Domestic workers are among the most vulnerable workers in the country. There are almost one million domestic workers in South Africa and most of them are black women. They are excluded from crucial legislation that is meant to protect workers.
It is also difficult to organise domestic workers. They all work for different employers and are separated by the walls of the homes they clean. With little on-site intervention by the department of employment and labour, domestic workers are often subjected to the whims of their bosses: many are underpaid, fired without notice and abused.
Despite these difficulties, Mashiane has kept going for 20 years. Her journey led her to spearheading the court battle that could lead to the inclusion of domestic workers in Compensation for Occupational Injuries and Diseases Act. The Act allows for the compensation of employees, or their survivors, for work-related injuries, illnesses or death, since it was enacted in 1993.
Mashiane took up the case after she read a newspaper article about the death of Maria Mahlangu, whose family was not compensated after she drowned in her employer’s pool. After a high court victory, the case was heard in the Constitutional Court earlier this year.
This year Mashiane was chosen as one of the Nelson Mandela Foundation’s Atlantic Fellows for Racial Equity, a programme that connects scholars and leaders in South Africa and the United States.
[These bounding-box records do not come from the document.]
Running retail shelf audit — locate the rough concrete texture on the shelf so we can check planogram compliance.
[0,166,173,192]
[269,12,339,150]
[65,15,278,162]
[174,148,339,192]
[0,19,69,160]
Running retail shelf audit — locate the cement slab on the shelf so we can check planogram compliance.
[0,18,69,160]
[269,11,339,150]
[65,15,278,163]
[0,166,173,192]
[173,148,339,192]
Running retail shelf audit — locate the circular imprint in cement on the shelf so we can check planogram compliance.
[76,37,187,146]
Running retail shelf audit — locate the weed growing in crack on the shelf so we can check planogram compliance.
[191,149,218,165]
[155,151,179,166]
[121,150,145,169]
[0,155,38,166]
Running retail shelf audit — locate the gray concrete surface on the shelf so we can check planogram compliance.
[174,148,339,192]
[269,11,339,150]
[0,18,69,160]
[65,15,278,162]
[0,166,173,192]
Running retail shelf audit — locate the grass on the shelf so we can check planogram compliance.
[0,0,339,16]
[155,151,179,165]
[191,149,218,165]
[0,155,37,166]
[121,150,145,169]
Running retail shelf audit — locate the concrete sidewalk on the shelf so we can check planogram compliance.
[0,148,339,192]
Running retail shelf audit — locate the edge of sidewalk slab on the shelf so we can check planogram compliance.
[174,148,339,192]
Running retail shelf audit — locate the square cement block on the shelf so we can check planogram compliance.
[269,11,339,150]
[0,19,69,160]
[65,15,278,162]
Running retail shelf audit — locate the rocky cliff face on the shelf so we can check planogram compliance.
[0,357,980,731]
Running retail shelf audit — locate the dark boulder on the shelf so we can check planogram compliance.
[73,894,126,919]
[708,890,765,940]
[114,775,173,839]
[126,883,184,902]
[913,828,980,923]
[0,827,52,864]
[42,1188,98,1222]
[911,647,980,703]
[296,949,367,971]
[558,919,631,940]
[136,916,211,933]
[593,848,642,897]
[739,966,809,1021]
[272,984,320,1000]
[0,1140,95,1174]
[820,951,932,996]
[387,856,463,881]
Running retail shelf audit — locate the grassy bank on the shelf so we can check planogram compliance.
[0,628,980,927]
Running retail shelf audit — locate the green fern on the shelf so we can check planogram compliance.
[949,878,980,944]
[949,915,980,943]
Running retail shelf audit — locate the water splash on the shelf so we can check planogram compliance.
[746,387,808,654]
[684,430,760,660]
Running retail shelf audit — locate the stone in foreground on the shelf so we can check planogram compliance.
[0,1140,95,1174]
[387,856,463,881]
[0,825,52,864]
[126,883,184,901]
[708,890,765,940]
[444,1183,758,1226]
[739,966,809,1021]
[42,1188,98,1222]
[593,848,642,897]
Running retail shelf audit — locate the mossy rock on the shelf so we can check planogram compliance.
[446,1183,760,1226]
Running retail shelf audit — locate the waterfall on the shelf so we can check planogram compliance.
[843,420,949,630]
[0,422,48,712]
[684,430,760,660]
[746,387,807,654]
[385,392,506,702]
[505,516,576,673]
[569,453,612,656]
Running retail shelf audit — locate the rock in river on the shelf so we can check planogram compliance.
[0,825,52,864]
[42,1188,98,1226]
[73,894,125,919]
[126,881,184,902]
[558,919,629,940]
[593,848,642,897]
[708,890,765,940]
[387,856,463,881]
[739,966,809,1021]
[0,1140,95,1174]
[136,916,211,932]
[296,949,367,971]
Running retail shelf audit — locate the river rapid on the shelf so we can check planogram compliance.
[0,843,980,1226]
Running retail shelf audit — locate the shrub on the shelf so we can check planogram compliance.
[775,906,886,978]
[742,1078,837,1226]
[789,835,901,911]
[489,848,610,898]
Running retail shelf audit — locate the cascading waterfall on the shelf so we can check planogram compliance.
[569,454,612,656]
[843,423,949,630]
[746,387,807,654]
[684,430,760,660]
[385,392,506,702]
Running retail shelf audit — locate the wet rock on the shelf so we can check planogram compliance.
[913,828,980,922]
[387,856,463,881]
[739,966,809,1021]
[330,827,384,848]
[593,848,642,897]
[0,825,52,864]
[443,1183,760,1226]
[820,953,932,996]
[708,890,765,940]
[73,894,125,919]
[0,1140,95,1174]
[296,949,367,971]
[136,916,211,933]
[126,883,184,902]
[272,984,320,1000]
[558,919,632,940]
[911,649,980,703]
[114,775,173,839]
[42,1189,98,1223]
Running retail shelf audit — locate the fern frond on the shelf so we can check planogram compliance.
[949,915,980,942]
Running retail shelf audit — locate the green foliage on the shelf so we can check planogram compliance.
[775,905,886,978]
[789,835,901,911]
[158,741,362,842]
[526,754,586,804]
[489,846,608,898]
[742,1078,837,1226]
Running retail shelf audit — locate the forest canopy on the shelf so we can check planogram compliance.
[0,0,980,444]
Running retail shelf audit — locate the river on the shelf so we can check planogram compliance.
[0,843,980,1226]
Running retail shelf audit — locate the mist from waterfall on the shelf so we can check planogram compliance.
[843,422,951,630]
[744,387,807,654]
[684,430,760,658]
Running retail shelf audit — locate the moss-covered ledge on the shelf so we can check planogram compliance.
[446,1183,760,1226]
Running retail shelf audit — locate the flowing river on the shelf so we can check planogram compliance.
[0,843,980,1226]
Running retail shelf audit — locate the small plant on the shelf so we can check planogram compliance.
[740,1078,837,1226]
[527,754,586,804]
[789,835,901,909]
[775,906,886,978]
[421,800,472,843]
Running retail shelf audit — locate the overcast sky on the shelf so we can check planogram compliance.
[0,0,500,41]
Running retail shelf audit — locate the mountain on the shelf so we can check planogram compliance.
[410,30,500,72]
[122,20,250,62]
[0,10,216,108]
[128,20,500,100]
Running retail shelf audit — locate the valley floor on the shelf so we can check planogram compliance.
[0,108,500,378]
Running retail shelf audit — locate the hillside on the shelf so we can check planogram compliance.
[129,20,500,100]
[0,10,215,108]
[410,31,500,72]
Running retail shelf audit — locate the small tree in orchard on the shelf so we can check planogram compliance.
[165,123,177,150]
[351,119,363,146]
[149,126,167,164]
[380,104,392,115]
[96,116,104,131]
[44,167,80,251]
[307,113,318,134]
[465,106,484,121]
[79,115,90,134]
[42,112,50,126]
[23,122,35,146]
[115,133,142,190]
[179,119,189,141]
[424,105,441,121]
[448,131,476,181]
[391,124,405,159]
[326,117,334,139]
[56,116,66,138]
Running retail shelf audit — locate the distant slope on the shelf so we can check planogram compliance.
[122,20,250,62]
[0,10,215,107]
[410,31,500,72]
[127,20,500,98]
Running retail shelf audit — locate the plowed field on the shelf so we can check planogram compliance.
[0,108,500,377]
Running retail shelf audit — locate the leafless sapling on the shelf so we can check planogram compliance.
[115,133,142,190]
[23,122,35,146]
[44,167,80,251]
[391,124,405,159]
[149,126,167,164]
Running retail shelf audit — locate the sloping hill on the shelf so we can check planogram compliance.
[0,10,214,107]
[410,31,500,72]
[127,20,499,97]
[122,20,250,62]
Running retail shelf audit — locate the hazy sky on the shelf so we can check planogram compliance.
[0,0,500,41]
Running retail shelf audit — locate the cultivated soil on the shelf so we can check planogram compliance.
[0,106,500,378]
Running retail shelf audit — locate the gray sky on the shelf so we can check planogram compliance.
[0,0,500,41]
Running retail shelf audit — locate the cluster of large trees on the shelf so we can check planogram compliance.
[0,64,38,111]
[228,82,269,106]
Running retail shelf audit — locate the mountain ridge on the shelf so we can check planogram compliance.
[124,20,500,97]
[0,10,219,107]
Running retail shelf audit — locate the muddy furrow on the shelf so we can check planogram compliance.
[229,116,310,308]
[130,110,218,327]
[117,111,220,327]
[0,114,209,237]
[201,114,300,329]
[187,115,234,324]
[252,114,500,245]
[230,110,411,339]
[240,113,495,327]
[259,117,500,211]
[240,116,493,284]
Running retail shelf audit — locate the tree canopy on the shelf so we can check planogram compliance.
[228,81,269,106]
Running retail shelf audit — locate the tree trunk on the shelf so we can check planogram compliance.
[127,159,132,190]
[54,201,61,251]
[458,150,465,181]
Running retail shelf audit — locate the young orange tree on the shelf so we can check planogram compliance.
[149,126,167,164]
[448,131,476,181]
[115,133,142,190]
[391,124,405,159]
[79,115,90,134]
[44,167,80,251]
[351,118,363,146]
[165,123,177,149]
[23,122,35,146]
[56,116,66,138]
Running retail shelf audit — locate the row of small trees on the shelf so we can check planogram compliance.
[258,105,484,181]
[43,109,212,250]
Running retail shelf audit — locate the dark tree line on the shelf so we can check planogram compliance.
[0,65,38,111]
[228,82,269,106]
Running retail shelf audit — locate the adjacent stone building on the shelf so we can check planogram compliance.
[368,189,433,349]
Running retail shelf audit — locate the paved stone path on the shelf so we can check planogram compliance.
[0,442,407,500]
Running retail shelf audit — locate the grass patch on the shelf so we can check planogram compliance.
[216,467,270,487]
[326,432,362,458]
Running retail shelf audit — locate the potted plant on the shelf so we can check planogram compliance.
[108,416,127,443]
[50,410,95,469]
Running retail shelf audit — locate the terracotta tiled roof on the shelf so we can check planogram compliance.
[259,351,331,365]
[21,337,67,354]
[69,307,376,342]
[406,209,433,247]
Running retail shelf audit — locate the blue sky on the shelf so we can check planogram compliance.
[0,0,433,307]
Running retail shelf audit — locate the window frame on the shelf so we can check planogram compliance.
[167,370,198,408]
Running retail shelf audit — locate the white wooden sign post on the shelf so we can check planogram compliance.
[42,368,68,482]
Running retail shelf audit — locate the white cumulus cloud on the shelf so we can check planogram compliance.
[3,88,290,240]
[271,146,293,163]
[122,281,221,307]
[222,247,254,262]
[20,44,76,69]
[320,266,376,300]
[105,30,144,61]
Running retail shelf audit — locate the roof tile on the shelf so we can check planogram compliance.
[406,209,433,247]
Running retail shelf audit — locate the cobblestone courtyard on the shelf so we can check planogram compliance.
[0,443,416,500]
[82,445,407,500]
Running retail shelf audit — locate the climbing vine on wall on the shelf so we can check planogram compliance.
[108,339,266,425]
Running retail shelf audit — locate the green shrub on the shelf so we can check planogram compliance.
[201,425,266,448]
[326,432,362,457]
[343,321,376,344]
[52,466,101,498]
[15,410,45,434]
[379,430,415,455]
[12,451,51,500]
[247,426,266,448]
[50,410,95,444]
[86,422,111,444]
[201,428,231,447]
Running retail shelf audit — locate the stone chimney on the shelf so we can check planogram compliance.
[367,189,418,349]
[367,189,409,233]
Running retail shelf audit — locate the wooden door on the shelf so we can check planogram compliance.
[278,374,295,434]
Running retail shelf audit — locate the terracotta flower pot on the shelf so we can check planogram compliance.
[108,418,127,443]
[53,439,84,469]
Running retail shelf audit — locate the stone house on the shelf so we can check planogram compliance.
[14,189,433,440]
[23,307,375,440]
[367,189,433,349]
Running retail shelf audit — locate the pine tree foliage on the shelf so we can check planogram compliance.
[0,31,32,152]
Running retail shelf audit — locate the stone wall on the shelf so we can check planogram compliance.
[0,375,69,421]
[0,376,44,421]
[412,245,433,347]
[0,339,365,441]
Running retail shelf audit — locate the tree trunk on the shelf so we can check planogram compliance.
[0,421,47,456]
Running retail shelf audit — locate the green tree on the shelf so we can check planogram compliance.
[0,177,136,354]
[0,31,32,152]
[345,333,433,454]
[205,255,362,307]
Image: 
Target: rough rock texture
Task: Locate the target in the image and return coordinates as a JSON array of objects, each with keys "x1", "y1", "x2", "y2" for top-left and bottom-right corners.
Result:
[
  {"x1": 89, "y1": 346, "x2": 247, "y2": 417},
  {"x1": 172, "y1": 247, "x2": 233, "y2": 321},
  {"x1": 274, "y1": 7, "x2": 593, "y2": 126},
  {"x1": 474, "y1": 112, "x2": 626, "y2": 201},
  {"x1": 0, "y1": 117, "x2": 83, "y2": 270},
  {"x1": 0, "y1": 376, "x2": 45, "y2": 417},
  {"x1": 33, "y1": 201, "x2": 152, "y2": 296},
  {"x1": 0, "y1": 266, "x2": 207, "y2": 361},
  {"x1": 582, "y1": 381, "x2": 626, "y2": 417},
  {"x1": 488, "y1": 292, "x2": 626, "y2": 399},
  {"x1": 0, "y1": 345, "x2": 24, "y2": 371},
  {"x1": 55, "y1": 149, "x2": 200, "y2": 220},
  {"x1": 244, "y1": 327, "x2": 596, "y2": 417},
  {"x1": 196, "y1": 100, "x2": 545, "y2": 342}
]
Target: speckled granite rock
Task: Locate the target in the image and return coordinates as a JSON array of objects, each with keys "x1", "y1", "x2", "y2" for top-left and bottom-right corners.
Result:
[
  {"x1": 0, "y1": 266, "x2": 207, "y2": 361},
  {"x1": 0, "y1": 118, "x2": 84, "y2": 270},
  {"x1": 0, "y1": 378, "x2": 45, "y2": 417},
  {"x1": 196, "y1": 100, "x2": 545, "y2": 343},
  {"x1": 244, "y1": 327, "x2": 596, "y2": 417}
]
But Mashiane is not about to stop there. She believes empowerment is a chain: “To empower somebody is to help them to grow … You give that person something that they can use to help and empower other people.”
Her biggest fear is failing the domestic workers she has set out to defend.
“That is why I work so hard. I want to do everything in a way that, at the end of the day, I see the results of what I am doing. I want to see that what I have done has helped other people. I hate failure,” she says.
“Not for myself, but for other people.”